Vision Transformers (ViTs) have demonstrated remarkable performance across a range of computer vision tasks; however, their high computational, memory, and energy demands hinder deployment on resource-constrained platforms. In this paper, we propose \emph{Cascaded-ViT (CViT)}, a lightweight and compute-efficient vision transformer architecture featuring a novel feedforward network design called \emph{Cascaded-Chunk Feed Forward Network (CCFFN)}. By splitting input features, CCFFN improves parameter and FLOP efficiency without sacrificing accuracy. Experiments on ImageNet-1K show that our \emph{CViT-XL} model achieves 75.5\% Top-1 accuracy while reducing FLOPs by 15\% and energy consumption by 3.3\% compared to EfficientViT-M5. Across various model sizes, the CViT family consistently exhibits the lowest energy consumption, making it suitable for deployment on battery-constrained devices such as mobile phones and drones. Furthermore, when evaluated using a new metric called \emph{Accuracy-Per-FLOP (APF)}, which quantifies compute efficiency relative to accuracy, CViT models consistently achieve top-ranking efficiency. Particularly, CViT-L is 2.2\% more accurate than EfficientViT-M2 while having comparable APF scores.

Paper Structure

This paper contains 16 sections, 6 equations, 4 figures, 7 tables.

Figures (4)

  • Figure 1: (i) Accuracy per $\text{log}_{10}$MFLOP (APF) for all evaluated models.
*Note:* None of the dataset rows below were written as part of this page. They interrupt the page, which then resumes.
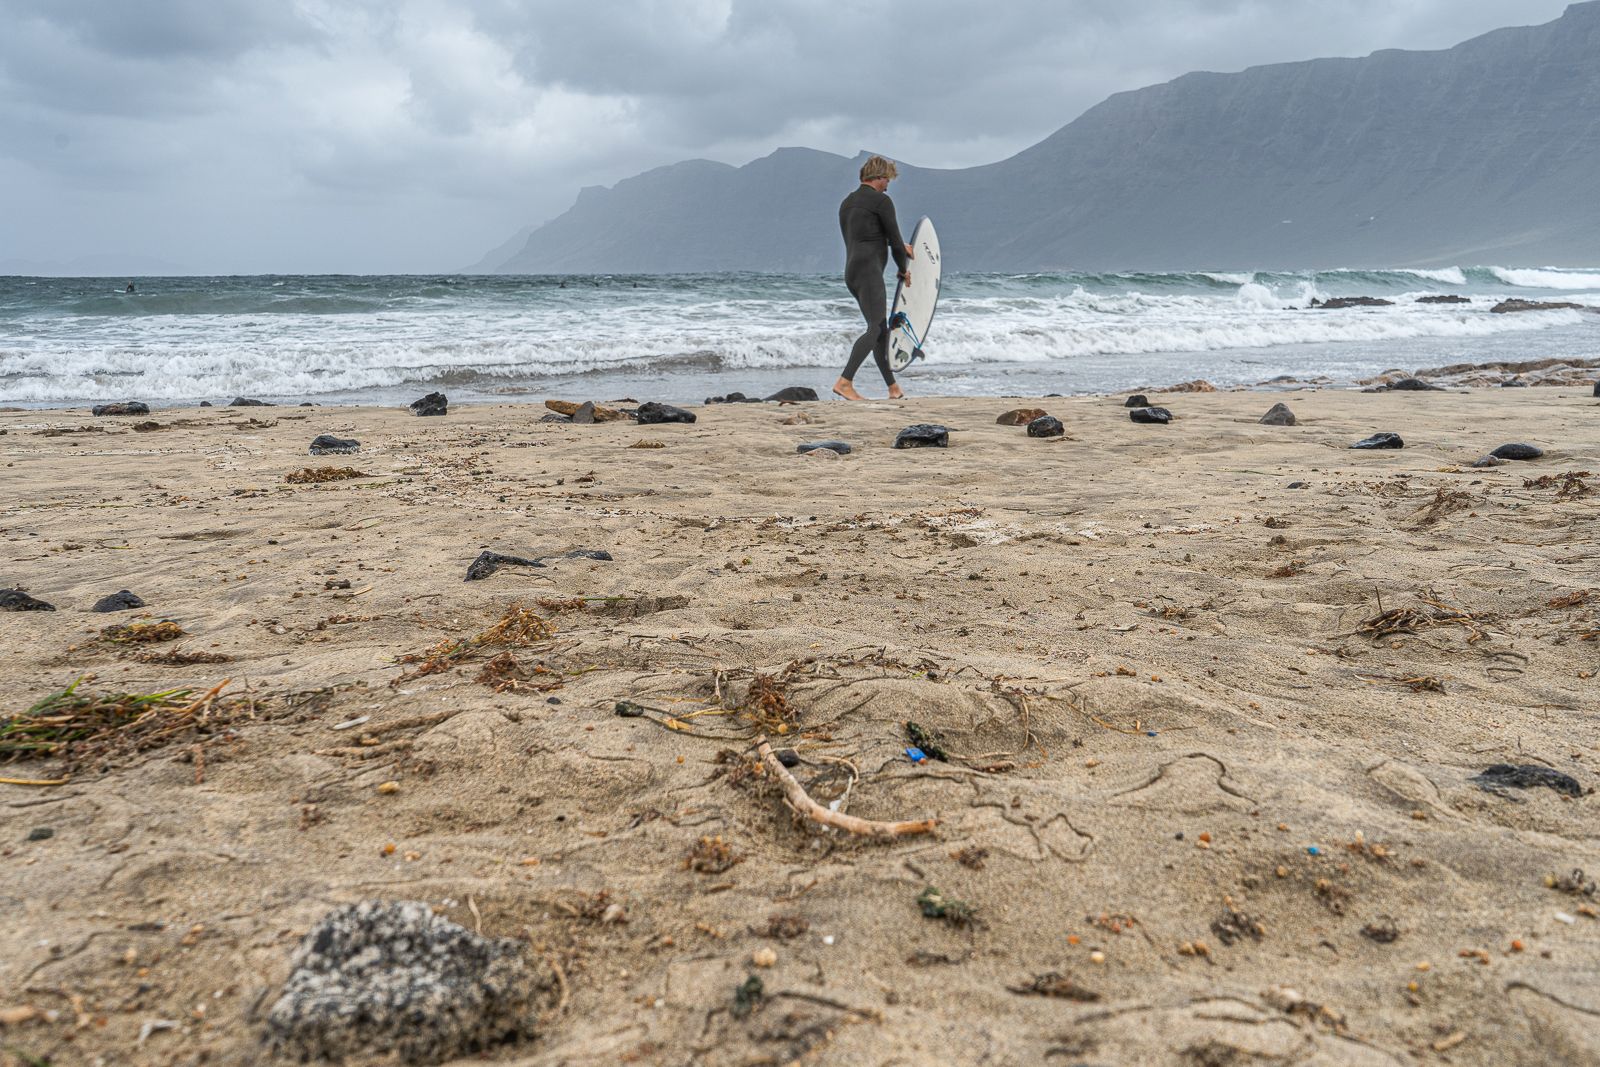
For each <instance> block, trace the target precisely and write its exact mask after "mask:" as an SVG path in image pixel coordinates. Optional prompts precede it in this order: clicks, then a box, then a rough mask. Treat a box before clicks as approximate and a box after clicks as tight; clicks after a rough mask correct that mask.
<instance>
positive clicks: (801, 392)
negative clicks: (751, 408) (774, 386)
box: [768, 386, 818, 403]
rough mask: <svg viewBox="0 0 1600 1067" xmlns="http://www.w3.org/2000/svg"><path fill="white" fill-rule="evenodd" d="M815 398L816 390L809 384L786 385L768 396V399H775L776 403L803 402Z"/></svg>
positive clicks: (813, 399) (804, 401) (799, 402)
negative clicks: (787, 385) (807, 384)
mask: <svg viewBox="0 0 1600 1067" xmlns="http://www.w3.org/2000/svg"><path fill="white" fill-rule="evenodd" d="M816 398H818V395H816V390H814V389H811V387H810V386H786V387H784V389H779V390H778V392H774V394H773V395H771V397H768V400H776V402H778V403H803V402H806V400H816Z"/></svg>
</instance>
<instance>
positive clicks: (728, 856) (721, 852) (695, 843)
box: [683, 833, 744, 875]
mask: <svg viewBox="0 0 1600 1067" xmlns="http://www.w3.org/2000/svg"><path fill="white" fill-rule="evenodd" d="M741 862H744V856H739V854H736V853H734V851H733V845H728V841H725V840H722V835H720V833H718V835H717V837H702V838H701V840H699V841H696V843H694V848H691V849H690V854H688V856H685V857H683V867H685V869H688V870H693V872H698V873H702V875H720V873H723V872H725V870H731V869H733V867H736V865H738V864H741Z"/></svg>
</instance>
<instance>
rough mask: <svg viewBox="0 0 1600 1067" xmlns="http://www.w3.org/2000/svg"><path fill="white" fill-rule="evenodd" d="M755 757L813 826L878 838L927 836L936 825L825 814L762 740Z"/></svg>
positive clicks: (829, 811) (925, 819) (839, 814)
mask: <svg viewBox="0 0 1600 1067" xmlns="http://www.w3.org/2000/svg"><path fill="white" fill-rule="evenodd" d="M755 753H757V755H758V757H762V766H765V768H766V771H768V774H771V776H773V777H776V779H778V784H779V785H782V787H784V795H786V797H787V798H789V803H790V805H794V808H795V811H798V813H800V814H803V816H805V817H808V819H811V821H813V822H821V824H822V825H830V827H834V829H835V830H845V832H846V833H859V835H862V837H882V838H890V837H907V835H912V833H931V832H933V827H936V825H939V821H938V819H920V821H917V822H875V821H872V819H859V817H856V816H846V814H843V813H838V811H829V809H827V808H824V806H822V805H819V803H816V801H814V800H811V795H810V793H806V792H805V787H803V785H802V784H800V782H797V781H795V776H794V774H790V773H789V769H787V768H784V765H782V763H779V761H778V757H776V755H773V747H771V745H770V744H768V742H766V737H765V736H760V737H757V739H755Z"/></svg>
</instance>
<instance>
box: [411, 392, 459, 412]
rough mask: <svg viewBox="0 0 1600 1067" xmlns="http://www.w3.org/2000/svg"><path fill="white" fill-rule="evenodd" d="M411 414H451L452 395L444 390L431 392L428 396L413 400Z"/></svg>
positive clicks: (430, 392)
mask: <svg viewBox="0 0 1600 1067" xmlns="http://www.w3.org/2000/svg"><path fill="white" fill-rule="evenodd" d="M410 406H411V414H418V416H440V414H450V397H446V395H445V394H442V392H430V394H427V395H426V397H421V398H418V400H413V402H411V405H410Z"/></svg>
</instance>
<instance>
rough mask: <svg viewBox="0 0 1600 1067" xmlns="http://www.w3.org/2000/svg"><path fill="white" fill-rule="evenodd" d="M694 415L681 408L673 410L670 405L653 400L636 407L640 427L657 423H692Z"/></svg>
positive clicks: (638, 422) (693, 417) (654, 425)
mask: <svg viewBox="0 0 1600 1067" xmlns="http://www.w3.org/2000/svg"><path fill="white" fill-rule="evenodd" d="M693 421H694V413H693V411H685V410H683V408H674V406H672V405H670V403H658V402H654V400H651V402H648V403H642V405H638V424H640V426H656V424H659V422H693Z"/></svg>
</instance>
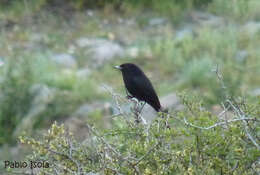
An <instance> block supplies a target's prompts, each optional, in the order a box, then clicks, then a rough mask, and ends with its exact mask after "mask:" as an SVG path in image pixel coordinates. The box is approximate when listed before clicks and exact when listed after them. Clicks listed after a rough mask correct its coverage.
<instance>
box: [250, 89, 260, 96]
mask: <svg viewBox="0 0 260 175" xmlns="http://www.w3.org/2000/svg"><path fill="white" fill-rule="evenodd" d="M250 94H251V95H252V96H255V97H257V96H260V88H256V89H254V90H252V92H251V93H250Z"/></svg>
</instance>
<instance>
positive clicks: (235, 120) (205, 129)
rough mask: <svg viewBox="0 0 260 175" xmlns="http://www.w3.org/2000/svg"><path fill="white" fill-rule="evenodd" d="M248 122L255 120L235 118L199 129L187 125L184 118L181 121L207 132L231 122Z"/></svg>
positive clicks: (187, 121) (186, 119)
mask: <svg viewBox="0 0 260 175" xmlns="http://www.w3.org/2000/svg"><path fill="white" fill-rule="evenodd" d="M248 120H255V118H237V119H232V120H226V121H224V122H218V123H215V124H214V125H211V126H208V127H201V126H197V125H194V124H192V123H189V122H188V121H187V119H186V118H184V119H183V121H184V123H185V124H186V125H188V126H192V127H194V128H198V129H204V130H209V129H212V128H215V127H217V126H221V125H224V124H227V123H232V122H237V121H248Z"/></svg>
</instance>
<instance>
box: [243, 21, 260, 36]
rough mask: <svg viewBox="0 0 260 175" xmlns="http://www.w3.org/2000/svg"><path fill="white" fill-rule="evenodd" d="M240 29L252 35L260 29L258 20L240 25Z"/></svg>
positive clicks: (259, 24) (255, 32) (259, 30)
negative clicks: (240, 27)
mask: <svg viewBox="0 0 260 175" xmlns="http://www.w3.org/2000/svg"><path fill="white" fill-rule="evenodd" d="M242 30H243V31H245V32H247V33H249V34H250V35H251V36H253V35H254V34H256V33H257V32H259V31H260V22H255V21H250V22H248V23H246V24H245V25H244V26H243V27H242Z"/></svg>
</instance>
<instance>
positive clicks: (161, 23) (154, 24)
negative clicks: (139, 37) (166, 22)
mask: <svg viewBox="0 0 260 175" xmlns="http://www.w3.org/2000/svg"><path fill="white" fill-rule="evenodd" d="M166 22H167V20H166V19H165V18H152V19H150V20H149V25H150V26H157V25H163V24H165V23H166Z"/></svg>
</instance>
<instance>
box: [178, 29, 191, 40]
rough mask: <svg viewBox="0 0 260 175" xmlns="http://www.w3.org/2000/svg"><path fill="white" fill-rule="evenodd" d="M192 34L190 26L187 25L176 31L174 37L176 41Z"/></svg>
mask: <svg viewBox="0 0 260 175" xmlns="http://www.w3.org/2000/svg"><path fill="white" fill-rule="evenodd" d="M192 36H193V31H192V28H191V27H189V26H185V27H184V28H182V29H180V30H177V31H176V36H175V39H176V40H177V41H181V40H183V39H184V38H186V37H192Z"/></svg>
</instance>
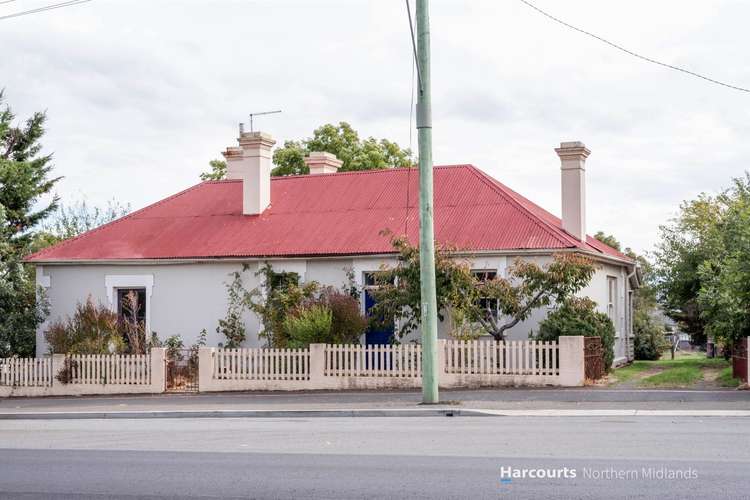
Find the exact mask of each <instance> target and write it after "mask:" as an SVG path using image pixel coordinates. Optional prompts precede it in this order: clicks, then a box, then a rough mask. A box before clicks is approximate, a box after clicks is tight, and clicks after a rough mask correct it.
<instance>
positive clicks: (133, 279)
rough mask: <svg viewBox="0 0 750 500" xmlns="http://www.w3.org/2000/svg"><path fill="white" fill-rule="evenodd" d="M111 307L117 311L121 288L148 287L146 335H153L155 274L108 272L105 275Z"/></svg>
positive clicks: (104, 286) (104, 282) (106, 286)
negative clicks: (154, 288)
mask: <svg viewBox="0 0 750 500" xmlns="http://www.w3.org/2000/svg"><path fill="white" fill-rule="evenodd" d="M104 287H105V289H106V291H107V300H108V301H109V309H110V310H111V311H112V312H115V313H117V290H118V289H121V288H145V289H146V335H147V336H150V335H151V294H152V293H153V290H154V275H153V274H108V275H106V276H105V277H104Z"/></svg>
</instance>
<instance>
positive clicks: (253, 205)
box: [222, 130, 276, 215]
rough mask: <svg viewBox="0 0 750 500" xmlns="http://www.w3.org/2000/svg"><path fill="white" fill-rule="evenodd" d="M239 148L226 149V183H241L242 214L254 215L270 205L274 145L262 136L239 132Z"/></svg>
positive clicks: (247, 132) (258, 212)
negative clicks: (228, 181) (226, 168)
mask: <svg viewBox="0 0 750 500" xmlns="http://www.w3.org/2000/svg"><path fill="white" fill-rule="evenodd" d="M237 142H238V143H239V144H240V145H239V147H228V148H227V149H226V151H224V152H223V153H222V154H223V155H224V158H226V160H227V179H239V180H241V181H242V213H243V214H245V215H258V214H260V213H263V211H264V210H265V209H266V208H268V206H269V205H270V204H271V168H272V161H271V148H272V147H273V145H274V144H276V141H275V140H273V138H272V137H271V136H270V135H268V134H266V133H264V132H243V131H242V130H241V131H240V136H239V138H237Z"/></svg>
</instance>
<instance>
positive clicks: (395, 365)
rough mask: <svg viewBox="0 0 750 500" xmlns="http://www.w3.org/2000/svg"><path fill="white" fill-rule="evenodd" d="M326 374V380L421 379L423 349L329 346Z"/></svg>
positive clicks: (327, 346) (325, 359) (373, 345)
mask: <svg viewBox="0 0 750 500" xmlns="http://www.w3.org/2000/svg"><path fill="white" fill-rule="evenodd" d="M324 353H325V354H324V355H325V365H324V372H323V373H324V375H325V376H327V377H400V378H404V377H407V378H418V377H421V376H422V346H420V345H417V344H403V345H364V346H362V345H341V344H336V345H326V348H325V351H324Z"/></svg>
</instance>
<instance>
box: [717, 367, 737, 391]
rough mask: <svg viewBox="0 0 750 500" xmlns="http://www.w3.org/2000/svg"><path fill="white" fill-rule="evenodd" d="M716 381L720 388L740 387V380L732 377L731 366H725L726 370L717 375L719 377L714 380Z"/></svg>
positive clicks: (722, 370) (724, 369)
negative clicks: (724, 387)
mask: <svg viewBox="0 0 750 500" xmlns="http://www.w3.org/2000/svg"><path fill="white" fill-rule="evenodd" d="M716 381H717V382H718V383H719V385H720V386H722V387H737V386H738V385H740V379H738V378H733V377H732V367H731V366H727V367H726V368H724V369H723V370H721V373H720V374H719V377H718V378H717V379H716Z"/></svg>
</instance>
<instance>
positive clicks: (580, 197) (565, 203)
mask: <svg viewBox="0 0 750 500" xmlns="http://www.w3.org/2000/svg"><path fill="white" fill-rule="evenodd" d="M555 152H557V155H558V156H559V157H560V162H561V163H560V169H561V190H562V192H561V194H562V196H561V198H562V226H563V229H564V230H565V231H567V232H568V233H570V234H571V235H572V236H574V237H575V238H577V239H579V240H581V241H585V240H586V158H588V156H589V154H591V151H589V150H588V149H586V146H585V145H584V144H583V143H582V142H578V141H573V142H561V143H560V147H559V148H556V149H555Z"/></svg>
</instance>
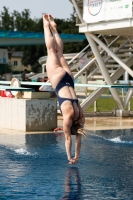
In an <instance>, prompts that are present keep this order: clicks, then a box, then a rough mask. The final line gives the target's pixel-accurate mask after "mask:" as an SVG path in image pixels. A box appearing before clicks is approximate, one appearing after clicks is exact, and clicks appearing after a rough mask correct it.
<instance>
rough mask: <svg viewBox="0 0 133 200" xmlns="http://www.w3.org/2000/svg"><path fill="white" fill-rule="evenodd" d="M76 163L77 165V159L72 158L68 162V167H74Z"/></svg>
mask: <svg viewBox="0 0 133 200" xmlns="http://www.w3.org/2000/svg"><path fill="white" fill-rule="evenodd" d="M77 163H78V159H76V158H72V159H70V160H69V164H70V165H76V164H77Z"/></svg>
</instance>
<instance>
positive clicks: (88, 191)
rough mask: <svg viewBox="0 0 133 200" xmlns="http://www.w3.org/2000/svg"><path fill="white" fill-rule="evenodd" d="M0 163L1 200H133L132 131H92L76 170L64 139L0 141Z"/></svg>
mask: <svg viewBox="0 0 133 200" xmlns="http://www.w3.org/2000/svg"><path fill="white" fill-rule="evenodd" d="M16 135H17V134H16ZM20 137H21V140H20ZM72 153H74V147H73V149H72ZM0 161H1V162H0V180H1V181H0V200H7V199H10V200H14V199H15V200H45V199H46V200H106V199H110V200H112V199H116V200H132V199H133V173H132V171H133V130H110V131H95V132H94V131H88V136H87V139H86V138H84V137H83V139H82V148H81V154H80V159H79V163H78V164H77V165H76V166H71V165H68V161H67V157H66V151H65V145H64V135H63V134H62V136H59V135H55V134H27V135H24V136H20V135H17V136H13V135H12V136H11V135H9V136H8V135H3V136H2V135H0Z"/></svg>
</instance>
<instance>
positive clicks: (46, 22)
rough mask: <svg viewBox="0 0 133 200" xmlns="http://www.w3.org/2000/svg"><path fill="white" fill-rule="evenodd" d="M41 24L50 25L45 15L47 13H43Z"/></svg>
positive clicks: (48, 20)
mask: <svg viewBox="0 0 133 200" xmlns="http://www.w3.org/2000/svg"><path fill="white" fill-rule="evenodd" d="M43 25H44V27H46V26H49V25H50V23H49V19H48V15H47V14H44V15H43Z"/></svg>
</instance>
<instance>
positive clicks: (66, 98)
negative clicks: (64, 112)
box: [55, 72, 80, 115]
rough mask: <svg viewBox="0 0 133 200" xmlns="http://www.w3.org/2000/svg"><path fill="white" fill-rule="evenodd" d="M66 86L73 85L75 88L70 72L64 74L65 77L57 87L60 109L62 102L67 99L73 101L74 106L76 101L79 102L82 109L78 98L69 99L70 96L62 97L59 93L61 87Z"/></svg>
mask: <svg viewBox="0 0 133 200" xmlns="http://www.w3.org/2000/svg"><path fill="white" fill-rule="evenodd" d="M65 86H68V87H72V88H73V89H74V81H73V79H72V77H71V76H70V74H68V73H67V72H66V74H65V75H64V76H63V78H62V79H61V80H60V81H59V83H58V84H57V86H56V88H55V92H56V95H57V98H58V101H59V106H60V111H61V104H62V103H63V102H64V101H66V100H69V101H71V103H72V106H73V104H74V102H75V103H76V104H77V106H78V108H79V110H80V107H79V101H78V99H69V98H64V97H60V96H59V95H58V92H59V90H60V89H61V88H63V87H65ZM73 109H74V106H73ZM61 112H62V111H61ZM79 115H80V113H79Z"/></svg>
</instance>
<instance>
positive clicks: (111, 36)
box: [70, 0, 133, 116]
mask: <svg viewBox="0 0 133 200" xmlns="http://www.w3.org/2000/svg"><path fill="white" fill-rule="evenodd" d="M70 1H71V3H72V4H73V6H74V8H75V9H76V13H77V21H76V25H77V26H79V32H80V33H84V34H85V35H86V38H87V40H88V42H89V45H88V47H89V48H90V49H91V50H90V51H92V55H93V57H92V56H91V58H90V61H89V62H88V63H87V64H86V65H85V66H84V67H83V68H82V69H81V70H80V71H79V72H78V73H77V74H76V75H75V78H77V77H78V76H79V75H80V74H82V73H83V72H84V71H85V70H86V69H90V68H91V67H92V65H95V67H93V68H92V70H91V73H90V74H88V76H87V78H88V81H89V80H91V79H93V78H94V77H96V76H97V75H99V76H101V77H102V78H103V85H113V84H114V83H115V82H117V80H118V79H119V78H120V77H121V76H122V75H123V76H124V80H125V81H127V82H128V76H129V75H130V76H131V77H133V71H132V70H131V69H130V67H131V66H132V65H133V14H132V13H133V9H132V7H133V3H132V0H126V1H125V0H70ZM82 52H83V51H82ZM105 90H106V88H104V87H102V86H101V87H98V88H97V89H96V90H95V91H94V92H93V93H92V94H91V95H89V96H88V97H87V98H86V99H85V101H84V102H82V103H81V106H82V108H83V110H84V111H85V110H86V109H87V108H88V107H89V106H90V105H91V104H92V103H93V102H94V101H96V100H97V99H98V98H99V97H100V96H101V95H102V93H103V92H104V91H105ZM110 92H111V94H112V96H113V98H114V100H115V101H116V103H117V106H118V109H117V110H116V116H128V115H129V113H128V111H126V110H125V108H126V106H127V104H128V102H129V101H130V98H131V97H132V94H133V89H131V88H130V86H129V89H128V92H127V93H126V95H125V98H124V100H121V98H120V97H119V95H118V93H117V91H116V89H112V88H110Z"/></svg>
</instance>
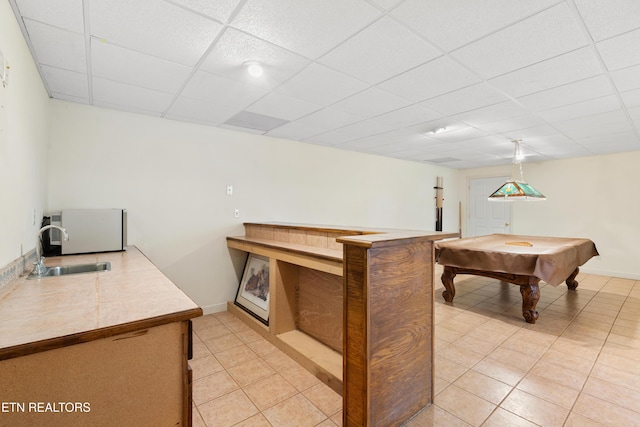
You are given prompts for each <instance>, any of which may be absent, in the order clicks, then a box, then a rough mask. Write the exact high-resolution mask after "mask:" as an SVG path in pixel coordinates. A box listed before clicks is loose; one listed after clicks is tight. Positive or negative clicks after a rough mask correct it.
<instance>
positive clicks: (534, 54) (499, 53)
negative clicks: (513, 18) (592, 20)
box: [451, 3, 587, 78]
mask: <svg viewBox="0 0 640 427" xmlns="http://www.w3.org/2000/svg"><path fill="white" fill-rule="evenodd" d="M586 45H587V40H586V38H585V36H584V35H583V33H582V31H581V30H580V28H579V27H578V25H577V24H576V22H575V19H574V17H573V15H572V14H571V11H570V10H569V8H568V7H567V5H566V4H564V3H561V4H559V5H557V6H554V7H552V8H550V9H547V10H545V11H543V12H540V13H538V14H537V15H534V16H532V17H531V18H528V19H526V20H524V21H521V22H518V23H517V24H514V25H512V26H510V27H508V28H506V29H504V30H501V31H498V32H497V33H493V34H491V35H489V36H487V37H485V38H483V39H481V40H479V41H477V42H474V43H471V44H470V45H467V46H465V47H463V48H460V49H458V50H456V51H454V52H452V53H451V55H452V56H453V57H455V58H457V59H458V60H460V61H461V62H462V63H463V64H466V65H467V66H469V67H471V68H472V69H474V70H476V71H477V72H478V73H480V74H481V75H483V76H484V77H487V78H492V77H496V76H499V75H502V74H505V73H508V72H511V71H514V70H517V69H520V68H523V67H526V66H529V65H532V64H535V63H538V62H541V61H544V60H546V59H550V58H553V57H555V56H558V55H561V54H563V53H566V52H570V51H572V50H575V49H578V48H580V47H583V46H586Z"/></svg>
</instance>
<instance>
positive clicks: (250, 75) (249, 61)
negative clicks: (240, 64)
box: [243, 61, 264, 77]
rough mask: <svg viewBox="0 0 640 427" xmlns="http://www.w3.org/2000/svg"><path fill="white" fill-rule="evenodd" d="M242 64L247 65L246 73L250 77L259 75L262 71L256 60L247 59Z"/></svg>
mask: <svg viewBox="0 0 640 427" xmlns="http://www.w3.org/2000/svg"><path fill="white" fill-rule="evenodd" d="M243 65H244V66H245V67H247V73H249V75H250V76H251V77H260V76H262V73H263V72H264V70H263V69H262V65H261V64H260V63H259V62H258V61H247V62H245V63H244V64H243Z"/></svg>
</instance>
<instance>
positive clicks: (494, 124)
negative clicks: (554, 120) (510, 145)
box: [476, 114, 545, 135]
mask: <svg viewBox="0 0 640 427" xmlns="http://www.w3.org/2000/svg"><path fill="white" fill-rule="evenodd" d="M544 124H545V122H544V120H542V119H541V118H540V117H538V116H536V115H532V114H525V115H522V116H518V117H510V118H508V119H504V120H499V121H496V122H490V123H484V124H480V125H477V126H476V127H477V128H478V129H482V130H484V131H485V132H490V133H501V134H504V133H508V134H510V135H516V134H519V133H520V132H521V131H523V130H525V129H529V128H532V127H538V126H542V125H544Z"/></svg>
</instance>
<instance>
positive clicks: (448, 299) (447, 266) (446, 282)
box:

Models are grouped by size, and higher APF indicates greater Top-1 accuracy per unit of computation. (ii) Live memory trace of CViT-L and EfficientViT-M4. CViT-L consistently demands less memory indicating system-wide memory efficiency. (iii) Reserved memory (MB) demands of CViT and EfficientViT. CViT demands less memory allocation across all scales except small.
  • Figure 2: An overview of the EfficientViT (top). The proposed architecture replaces EfficientViT Block with the Cascaded Chunk ViT Block (bottom). Cacaded Chunk ViT Block replaces the pre- and post-attention FFNs in the EfficientViT Block with Cascaded Chunk FFNs (shown in Yellow and highlighted with Red arrows).
  • Figure 3: Cascaded-Chunk FFN layer that replaces the FFN layers in EfficientViT Blocks.
  • Figure 4: An overview of weight sharing. Specifically, the pre-attention FFN modules in successive Cascaded-ViT blocks share weights, and similarly, the post-attention FFN modules also share weights across blocks. Although Cascaded-ViT blocks are organized into different stages, the current implementation applies weight sharing across stage boundaries, i.e., between all successive blocks regardless of stage. When the total number of blocks is odd, the final block does not participate in weight sharing.